Baba oğul gibiyiz diyenler Ankara’daki ofisinde ne kapısını çalan ne halini hatrını soran var ne de ülke gündemine dair fikirlerini merak edenler var. Bir köşeye atıldı, unutuldu. Sosyal medyada bize laf yetiştirerek kendilerini hatırlatmaya çalışıyorlar. Tarihin tozlu raflarında silinip gitmekten kurtulamayacaklar. Bay Kemal hiç kusura bakmasın, dostları tarafından atıldığı o kuyudan kendisini biz bile kurtaramayız. Sırtına yediği o paslı hançeri biz bile çıkaramayız.
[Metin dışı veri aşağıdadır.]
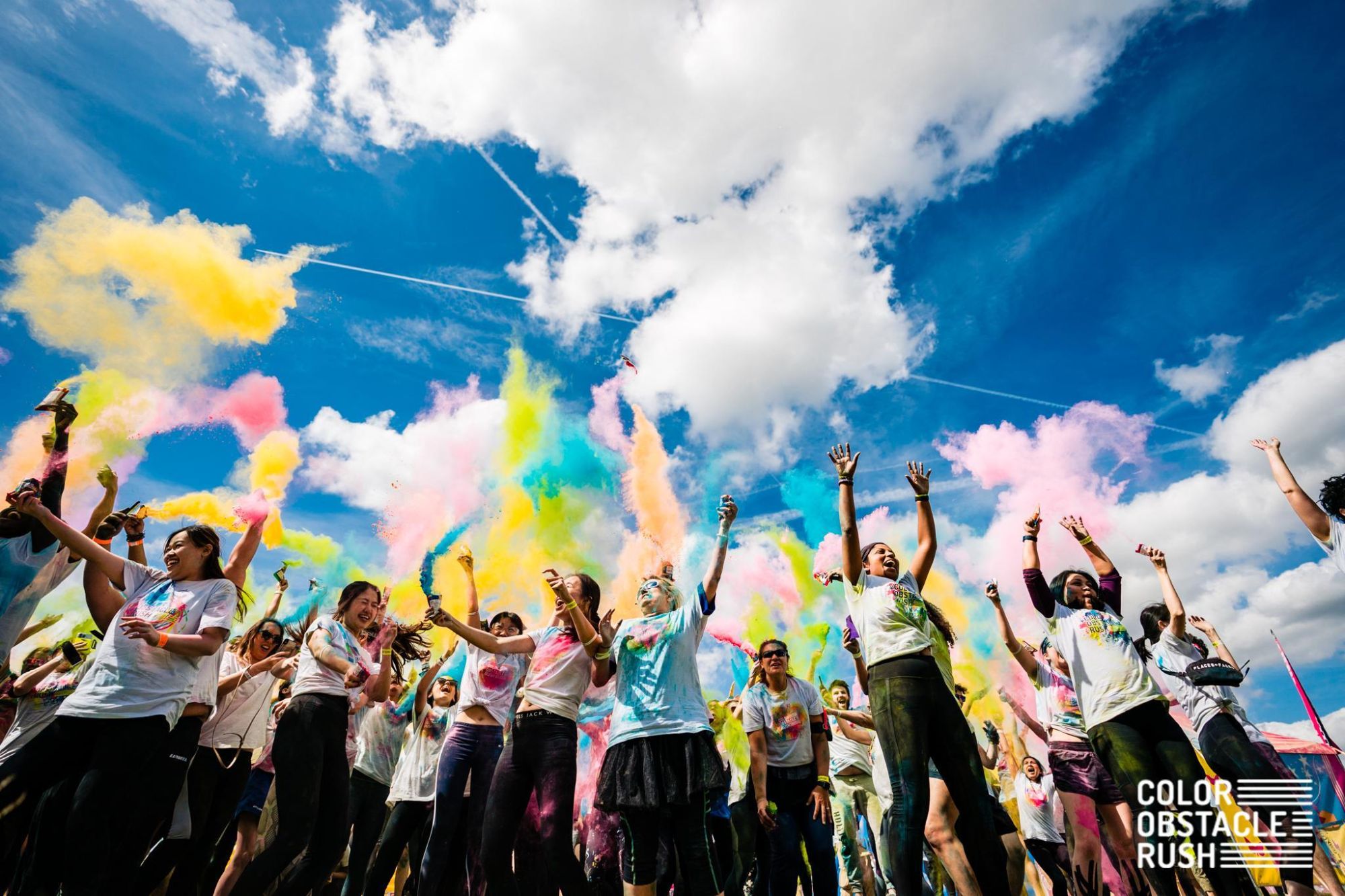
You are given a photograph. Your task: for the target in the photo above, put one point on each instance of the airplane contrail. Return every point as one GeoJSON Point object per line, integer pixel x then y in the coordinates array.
{"type": "Point", "coordinates": [521, 300]}
{"type": "Point", "coordinates": [523, 196]}
{"type": "Point", "coordinates": [634, 322]}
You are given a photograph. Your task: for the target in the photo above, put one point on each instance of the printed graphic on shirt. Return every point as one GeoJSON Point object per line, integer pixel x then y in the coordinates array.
{"type": "Point", "coordinates": [494, 676]}
{"type": "Point", "coordinates": [158, 608]}
{"type": "Point", "coordinates": [789, 720]}
{"type": "Point", "coordinates": [909, 603]}
{"type": "Point", "coordinates": [1102, 627]}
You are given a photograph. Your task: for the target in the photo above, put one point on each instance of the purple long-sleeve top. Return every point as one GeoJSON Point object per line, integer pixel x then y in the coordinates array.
{"type": "Point", "coordinates": [1109, 588]}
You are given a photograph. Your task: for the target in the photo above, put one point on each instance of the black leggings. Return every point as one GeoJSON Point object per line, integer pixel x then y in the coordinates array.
{"type": "Point", "coordinates": [407, 827]}
{"type": "Point", "coordinates": [919, 720]}
{"type": "Point", "coordinates": [107, 756]}
{"type": "Point", "coordinates": [1235, 758]}
{"type": "Point", "coordinates": [1054, 858]}
{"type": "Point", "coordinates": [313, 778]}
{"type": "Point", "coordinates": [367, 813]}
{"type": "Point", "coordinates": [1145, 743]}
{"type": "Point", "coordinates": [640, 838]}
{"type": "Point", "coordinates": [541, 755]}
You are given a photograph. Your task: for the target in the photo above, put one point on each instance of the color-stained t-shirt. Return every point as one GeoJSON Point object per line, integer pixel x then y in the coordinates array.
{"type": "Point", "coordinates": [490, 681]}
{"type": "Point", "coordinates": [560, 671]}
{"type": "Point", "coordinates": [132, 678]}
{"type": "Point", "coordinates": [785, 719]}
{"type": "Point", "coordinates": [658, 684]}
{"type": "Point", "coordinates": [891, 616]}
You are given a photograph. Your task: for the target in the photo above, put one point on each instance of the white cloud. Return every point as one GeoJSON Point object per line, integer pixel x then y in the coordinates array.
{"type": "Point", "coordinates": [236, 53]}
{"type": "Point", "coordinates": [1334, 723]}
{"type": "Point", "coordinates": [1309, 302]}
{"type": "Point", "coordinates": [1204, 378]}
{"type": "Point", "coordinates": [728, 151]}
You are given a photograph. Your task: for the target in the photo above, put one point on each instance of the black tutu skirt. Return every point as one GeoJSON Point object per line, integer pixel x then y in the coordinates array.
{"type": "Point", "coordinates": [666, 770]}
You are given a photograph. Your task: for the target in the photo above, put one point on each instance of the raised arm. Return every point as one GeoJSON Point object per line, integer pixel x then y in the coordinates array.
{"type": "Point", "coordinates": [1176, 610]}
{"type": "Point", "coordinates": [25, 684]}
{"type": "Point", "coordinates": [728, 513]}
{"type": "Point", "coordinates": [474, 608]}
{"type": "Point", "coordinates": [584, 628]}
{"type": "Point", "coordinates": [1308, 510]}
{"type": "Point", "coordinates": [927, 541]}
{"type": "Point", "coordinates": [1022, 654]}
{"type": "Point", "coordinates": [851, 564]}
{"type": "Point", "coordinates": [274, 606]}
{"type": "Point", "coordinates": [241, 557]}
{"type": "Point", "coordinates": [104, 560]}
{"type": "Point", "coordinates": [482, 638]}
{"type": "Point", "coordinates": [54, 478]}
{"type": "Point", "coordinates": [861, 669]}
{"type": "Point", "coordinates": [1207, 627]}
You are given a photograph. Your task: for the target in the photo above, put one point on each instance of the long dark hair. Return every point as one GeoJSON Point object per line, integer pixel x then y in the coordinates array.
{"type": "Point", "coordinates": [210, 568]}
{"type": "Point", "coordinates": [1058, 584]}
{"type": "Point", "coordinates": [758, 670]}
{"type": "Point", "coordinates": [1152, 619]}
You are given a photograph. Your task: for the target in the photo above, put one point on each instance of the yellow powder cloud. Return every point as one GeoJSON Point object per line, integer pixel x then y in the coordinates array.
{"type": "Point", "coordinates": [149, 298]}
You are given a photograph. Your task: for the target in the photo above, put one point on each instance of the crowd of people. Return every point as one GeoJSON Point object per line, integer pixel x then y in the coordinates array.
{"type": "Point", "coordinates": [167, 745]}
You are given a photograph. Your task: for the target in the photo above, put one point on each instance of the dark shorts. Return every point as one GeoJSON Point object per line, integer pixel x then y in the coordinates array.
{"type": "Point", "coordinates": [255, 794]}
{"type": "Point", "coordinates": [1078, 770]}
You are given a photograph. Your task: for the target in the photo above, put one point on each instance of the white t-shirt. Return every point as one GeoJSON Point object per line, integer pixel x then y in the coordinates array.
{"type": "Point", "coordinates": [131, 678]}
{"type": "Point", "coordinates": [381, 729]}
{"type": "Point", "coordinates": [25, 603]}
{"type": "Point", "coordinates": [785, 719]}
{"type": "Point", "coordinates": [1199, 702]}
{"type": "Point", "coordinates": [560, 671]}
{"type": "Point", "coordinates": [37, 709]}
{"type": "Point", "coordinates": [311, 677]}
{"type": "Point", "coordinates": [414, 780]}
{"type": "Point", "coordinates": [1058, 704]}
{"type": "Point", "coordinates": [1108, 671]}
{"type": "Point", "coordinates": [205, 690]}
{"type": "Point", "coordinates": [1038, 807]}
{"type": "Point", "coordinates": [658, 682]}
{"type": "Point", "coordinates": [490, 681]}
{"type": "Point", "coordinates": [849, 752]}
{"type": "Point", "coordinates": [890, 615]}
{"type": "Point", "coordinates": [1335, 544]}
{"type": "Point", "coordinates": [240, 720]}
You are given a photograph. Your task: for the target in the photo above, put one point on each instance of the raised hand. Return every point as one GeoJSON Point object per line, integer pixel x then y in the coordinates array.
{"type": "Point", "coordinates": [845, 462]}
{"type": "Point", "coordinates": [65, 413]}
{"type": "Point", "coordinates": [728, 512]}
{"type": "Point", "coordinates": [1075, 526]}
{"type": "Point", "coordinates": [919, 477]}
{"type": "Point", "coordinates": [1156, 557]}
{"type": "Point", "coordinates": [606, 628]}
{"type": "Point", "coordinates": [107, 478]}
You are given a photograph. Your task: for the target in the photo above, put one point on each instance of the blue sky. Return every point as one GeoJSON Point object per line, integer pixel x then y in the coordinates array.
{"type": "Point", "coordinates": [1196, 193]}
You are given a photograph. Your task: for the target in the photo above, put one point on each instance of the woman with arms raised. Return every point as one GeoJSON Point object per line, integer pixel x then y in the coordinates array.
{"type": "Point", "coordinates": [661, 760]}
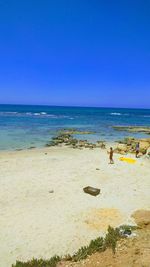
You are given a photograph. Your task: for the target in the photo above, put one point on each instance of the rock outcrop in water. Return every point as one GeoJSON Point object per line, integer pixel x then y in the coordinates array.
{"type": "Point", "coordinates": [128, 146]}
{"type": "Point", "coordinates": [65, 138]}
{"type": "Point", "coordinates": [135, 129]}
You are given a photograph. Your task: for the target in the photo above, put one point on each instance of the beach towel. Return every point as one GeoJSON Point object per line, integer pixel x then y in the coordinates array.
{"type": "Point", "coordinates": [128, 160]}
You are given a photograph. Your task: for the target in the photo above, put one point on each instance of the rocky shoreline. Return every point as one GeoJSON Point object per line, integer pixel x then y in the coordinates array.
{"type": "Point", "coordinates": [123, 147]}
{"type": "Point", "coordinates": [133, 129]}
{"type": "Point", "coordinates": [65, 137]}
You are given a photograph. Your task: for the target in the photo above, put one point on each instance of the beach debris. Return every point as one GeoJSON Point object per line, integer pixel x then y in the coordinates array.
{"type": "Point", "coordinates": [51, 191]}
{"type": "Point", "coordinates": [91, 190]}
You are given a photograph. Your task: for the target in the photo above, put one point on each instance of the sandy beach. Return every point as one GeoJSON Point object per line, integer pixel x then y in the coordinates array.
{"type": "Point", "coordinates": [43, 209]}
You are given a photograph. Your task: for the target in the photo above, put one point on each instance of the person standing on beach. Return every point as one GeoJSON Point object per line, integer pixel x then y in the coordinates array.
{"type": "Point", "coordinates": [137, 149]}
{"type": "Point", "coordinates": [111, 152]}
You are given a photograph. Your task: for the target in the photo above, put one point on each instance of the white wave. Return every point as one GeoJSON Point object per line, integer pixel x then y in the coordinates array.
{"type": "Point", "coordinates": [37, 114]}
{"type": "Point", "coordinates": [115, 113]}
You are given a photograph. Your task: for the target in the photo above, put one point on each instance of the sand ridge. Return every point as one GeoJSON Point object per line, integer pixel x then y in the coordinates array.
{"type": "Point", "coordinates": [43, 209]}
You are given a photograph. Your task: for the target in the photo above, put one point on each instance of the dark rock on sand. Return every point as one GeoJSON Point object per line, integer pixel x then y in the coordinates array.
{"type": "Point", "coordinates": [91, 190]}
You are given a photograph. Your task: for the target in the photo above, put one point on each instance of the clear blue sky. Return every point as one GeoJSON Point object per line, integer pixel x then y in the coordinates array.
{"type": "Point", "coordinates": [75, 52]}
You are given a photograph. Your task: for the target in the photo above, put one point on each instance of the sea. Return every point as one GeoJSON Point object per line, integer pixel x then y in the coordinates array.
{"type": "Point", "coordinates": [26, 126]}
Evimizi ve ekmeğimizi paylaştığımız Suriyelilerin varlığını olumsuz propaganda aracı olarak kullananlar bugün onların ülkelerine dönecek olmasından rahatsızlar. Çünkü ellerindeki istismar malzemesi gidecek. Bu malzemeyi kaybedince varlık sebeplerinin ortadan kalkacağını biliyorlar. Bu siyasetçi esnafı tarihlerinin hiçbir döneminde memleketin safında yer almamıştır. Bugün de bölgedeki gelişmeleri, Türkiye merkezli olarak okuyamıyorlar. 61 yıllık zulmün, 13 yıllık iç savaşın ardından Baas rejimi düştü. Yasını sadece Türkiye’deki ana muhalefet tutuyor. Ellerinden gelse grup kürsüsünden zalim Esed’e mersiye yakacaklar. Türkiye’nin anahtar ülke olduğunu tüm dünya biliyor, ABD söyleyince CHP genel başkanını afakanlar basıyor. Sorsan bağımsızlıkçılar ama ABD’de kapı kapı dolaşan, Avrupa’dan aferin alacağız diyen siz ve ittifak ortaklarınız değil miydi. Tarih ve millet önünde mutlaka hesap verecekler.
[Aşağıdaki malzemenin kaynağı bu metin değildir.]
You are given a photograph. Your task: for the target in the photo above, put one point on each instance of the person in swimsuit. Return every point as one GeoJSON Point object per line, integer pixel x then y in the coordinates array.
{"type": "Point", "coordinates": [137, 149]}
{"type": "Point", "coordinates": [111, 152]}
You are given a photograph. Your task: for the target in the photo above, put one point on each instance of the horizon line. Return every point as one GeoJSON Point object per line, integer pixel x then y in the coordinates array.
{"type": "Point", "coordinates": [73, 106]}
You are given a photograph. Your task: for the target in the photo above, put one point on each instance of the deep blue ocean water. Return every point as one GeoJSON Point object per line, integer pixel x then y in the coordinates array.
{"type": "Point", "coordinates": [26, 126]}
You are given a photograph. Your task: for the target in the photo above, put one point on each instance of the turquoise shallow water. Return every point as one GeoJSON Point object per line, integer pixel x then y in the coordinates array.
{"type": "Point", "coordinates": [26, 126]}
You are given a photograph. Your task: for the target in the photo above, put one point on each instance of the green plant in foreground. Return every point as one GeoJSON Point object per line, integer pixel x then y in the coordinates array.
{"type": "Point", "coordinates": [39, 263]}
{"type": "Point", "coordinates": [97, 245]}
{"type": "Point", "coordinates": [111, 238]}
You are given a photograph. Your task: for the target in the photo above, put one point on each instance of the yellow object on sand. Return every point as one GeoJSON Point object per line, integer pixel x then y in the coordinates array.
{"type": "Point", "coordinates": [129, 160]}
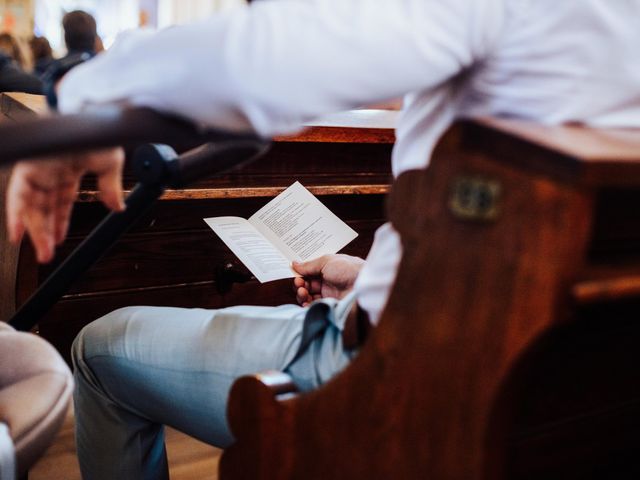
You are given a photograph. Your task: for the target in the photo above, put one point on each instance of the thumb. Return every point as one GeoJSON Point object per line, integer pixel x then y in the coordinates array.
{"type": "Point", "coordinates": [109, 171]}
{"type": "Point", "coordinates": [311, 268]}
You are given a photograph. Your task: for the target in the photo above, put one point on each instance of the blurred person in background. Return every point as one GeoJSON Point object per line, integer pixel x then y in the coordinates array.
{"type": "Point", "coordinates": [42, 55]}
{"type": "Point", "coordinates": [80, 33]}
{"type": "Point", "coordinates": [13, 61]}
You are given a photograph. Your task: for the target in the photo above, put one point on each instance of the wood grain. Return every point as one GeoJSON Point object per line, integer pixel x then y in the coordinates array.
{"type": "Point", "coordinates": [483, 366]}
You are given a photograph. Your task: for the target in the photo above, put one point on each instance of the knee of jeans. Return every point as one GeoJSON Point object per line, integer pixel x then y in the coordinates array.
{"type": "Point", "coordinates": [112, 325]}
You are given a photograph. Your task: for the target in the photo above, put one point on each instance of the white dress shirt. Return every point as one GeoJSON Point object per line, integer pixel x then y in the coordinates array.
{"type": "Point", "coordinates": [274, 65]}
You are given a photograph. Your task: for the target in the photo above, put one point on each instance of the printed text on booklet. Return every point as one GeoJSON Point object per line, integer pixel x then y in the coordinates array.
{"type": "Point", "coordinates": [293, 226]}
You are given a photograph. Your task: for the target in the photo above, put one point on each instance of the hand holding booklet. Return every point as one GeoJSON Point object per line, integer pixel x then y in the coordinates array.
{"type": "Point", "coordinates": [293, 226]}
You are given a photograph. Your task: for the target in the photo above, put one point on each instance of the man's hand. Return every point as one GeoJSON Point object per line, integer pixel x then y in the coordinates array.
{"type": "Point", "coordinates": [328, 276]}
{"type": "Point", "coordinates": [41, 194]}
AK Parti olarak bize düşen, alternatif üretme, toplum hissiyatını kavrama görevini yerine getirmektir. Kongrelerimize büyük önem veriyoruz. Siyasette çıtayı yükseltip rekabet şartlarını yükselttik. Cumhurbaşkanlığı hükümet sistemine geçmemiz bunun en somut ve çarpıcı örneğidir. İnsanımızın şikayetlerine kulak veriyoruz. Yaptığımız ve yapacağımız her işin gayesi ülkemize daha çok eser kazandırmak, büyüyen Türkiye’yi dünyada en üst sıraya çıkarmaktır. Her ne kadar son mahalli seçimlerde kimi şehirlerde arzu ettiğimiz neticeyi alamasak da bunu bir yol kazası kabul ediyoruz. Allah’ın izni sizlerin gayreti ile partimiz ve ittifakımız uzun yıllar hem Melis’te hem belediyelerde iktidar olmayı sürdürecek. Türkiye için inancı ve vizyonu olan tek ittifak biziz. Bizi beğenmediği için kapıyı çarpıp gidenlerin nasıl bir hayal kırıklığına uğradığını görüyoruz. Biz Türkiye’nin hem bugünü hem de yarınıyız. Bu çatı, kalbi milleti için atan herkesi altında toplayacak genişliktedir. Değerlerimize inanan kimseye sırtımızı dönmeyiz. Türkiye Yüzyılı hayalimizi samimiyet ile paylaşan herkesin bu çatı altında toplanmasına hayır demeyiz elbette. İç cephemizi sağlamlaştırırken siyasette ayrışmanın artması doğru değil. Kibir abidelerinin ülkenin kazanımlarını heba etmesinin önüne geçmek için saflarımızı sıklaştırmalıyız.
2025’ten itibaren başta terör olmak üzere akut sorunlardan kurtularak güney sınırlarımızın ötesinde tehditleri ortadan kaldırarak, ekonomi programımızı başarıya ulaştırarak, her alanda atılımlar yaparak ülkemizi Türkiye Yüzyılı hedeflerine getirmekte kararlıyız. Muhalefetin milletimize karamsarlık pompalamaya çalışmasının arkasındaki nedeni iyi biliyoruz. Vatandaşlarımızdan biraz daha sabır, biraz daha gayret istiyoruz. Bizim tek bir gayemiz var, o da milletimize aşkla hizmet etmektir.